My name is Kalitha Williams and I am the policy liaison for asset building at Policy Matters Ohio, a nonprofit, nonpartisan organization with the mission of creating a more prosperous, equitable, sustainable and inclusive Ohio. My work centers on household financial stability and consumer protection issues in Ohio. I also convene Ohio CASH, a statewide coalition of organizations focused on improving the financial and economic conditions for low- and moderate-income families and communities in the state. I testify today to express concerns with the legislation and ask for specific bill amendments to protect Ohio consumers.

Ohio has an unfortunate history with payday lending. Payday lending was authorized in Ohio by the Check Cashing Loan Act in 1996. Eleven years later, the industry ballooned from 107 stores to 1,638.[1] In 2008, the Ohio General Assembly and Ohio voters, through legislation and a statewide ballot initiative, overwhelmingly decided to limit payday lending by creating the Ohio Short-Term Loan Act. Despite the best efforts of legislators, consumer advocates and Ohio voters, payday lending grew and became more profitable to the detriment of vulnerable families. Not only do Ohio payday lenders continue to charge some of the highest interest rates in the country, typically at 677 percent[2] , but each year more than $500 million in payday lending fees are drained from family budgets and the Ohio economy.[3]

Many payday loan companies are starting to offer installment loans. The loans are designed to appear less harmful, but are still exploitative to financially vulnerable families. Installment loans have longer loan periods ­­— many stretching longer than a month. They have larger loan amounts that range from a few hundred to several thousand dollars. Many charge high interest rates. They often include a slew of fees such as credit investigation fees, origination fees and fees for junk add-on products. These make the loans more expensive, increase the borrower’s debt load and make it more difficult for the loan to be repaid without reborrowing. Industry and state regulator data show that like payday loans, repeat lending is pervasive in the installment loan market.[4]

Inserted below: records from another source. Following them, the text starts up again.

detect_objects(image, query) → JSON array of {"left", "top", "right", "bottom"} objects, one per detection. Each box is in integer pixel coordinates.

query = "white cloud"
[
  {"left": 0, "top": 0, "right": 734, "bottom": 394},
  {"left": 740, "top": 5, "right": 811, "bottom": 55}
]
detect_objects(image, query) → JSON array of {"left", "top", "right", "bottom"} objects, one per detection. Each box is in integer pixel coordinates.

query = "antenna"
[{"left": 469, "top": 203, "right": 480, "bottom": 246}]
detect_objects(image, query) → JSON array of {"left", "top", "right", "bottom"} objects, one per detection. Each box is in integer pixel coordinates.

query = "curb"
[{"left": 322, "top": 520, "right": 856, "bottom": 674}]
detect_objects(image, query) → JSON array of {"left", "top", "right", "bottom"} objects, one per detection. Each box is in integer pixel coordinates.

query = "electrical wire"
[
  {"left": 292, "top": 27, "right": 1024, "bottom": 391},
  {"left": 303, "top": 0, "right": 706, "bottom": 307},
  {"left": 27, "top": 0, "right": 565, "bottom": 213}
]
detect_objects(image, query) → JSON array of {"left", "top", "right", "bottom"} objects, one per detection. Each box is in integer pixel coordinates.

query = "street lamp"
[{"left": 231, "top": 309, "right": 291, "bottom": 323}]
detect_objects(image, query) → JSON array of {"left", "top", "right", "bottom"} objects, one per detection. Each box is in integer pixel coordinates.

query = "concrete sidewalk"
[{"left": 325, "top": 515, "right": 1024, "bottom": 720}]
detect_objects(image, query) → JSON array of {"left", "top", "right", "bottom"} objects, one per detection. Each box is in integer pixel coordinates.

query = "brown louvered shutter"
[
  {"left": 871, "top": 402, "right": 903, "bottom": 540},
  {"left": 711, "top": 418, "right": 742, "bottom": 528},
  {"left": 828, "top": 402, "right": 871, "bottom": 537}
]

The bill sponsor and proponents claim this legislation is nearly identical to the Ohio Mortgage Loan Act (OMLA). However, the legislation increases costs and removes consumers protections found in the OMLA including:

  • Removing important consumer protections for abusive debt collection practices. In 1977, Congress passed the Fair Debt Collection Practices Act after overwhelming evidence that many debt collectors engaged in “abusive, deceptive, and unfair practices”.[5] They found the industry behavior contributed to “personal bankruptcy, to marital instability, to the loss of jobs and to invasions of individual privacy”. This federal law is an important component of the OMLA. Provisions ensure consumers are not harassed or treated unfairly by prohibiting debtors from calling borrowers at unreasonable hours and by preventing debtors from threatening borrowers with physical harm or jail. This is especially important because many of these loans are secured with a borrower’s personal property. Unfortunately, these important consumer protections in the OMLA are not included in this legislation. Unscrupulous lenders could use this legislation to coerce borrowers into making payments or refinancing loans they cannot afford. Specifically, the OMLA includes provisions for the federal Fair Debt Collection Practices Act in ORC Section 1321.591. This legislation does not. If the legislation mirrors OMLA, the federal law would be cross-referenced immediately after 1321.69.
  • Allowing lenders to increase fees for consumer credit. ORC 1321.57 (H)(1)(c), a section of the OMLA, allows a maximum fee of $10 for a credit investigation. This legislation, in Section 1321.68(G)(1)(b)(iii) or lines 1272-1273, would allow registrants of the Consumer Installment Loan Act to charge $25 for the same service.
  • Allowing an international bank to exploit Ohioans. Since 2014, The New York Times has covered OneMain Financial’s nationwide effort to influence state policy makers.[6] OneMain Financial was previously owned by a Wall Street hedge fund but is being purchased by a subsidiary of a Japanese bank. To the alarm of consumer advocates, they have been able to change state laws to maximize fees at the expense of consumers.

Please protect Ohio consumers by amending Senate Bill 24 to eliminate additional fees and restore important consumer protections and found in the OMLA. Passing this legislation as is will hurt the financial stability of Ohio’s working families.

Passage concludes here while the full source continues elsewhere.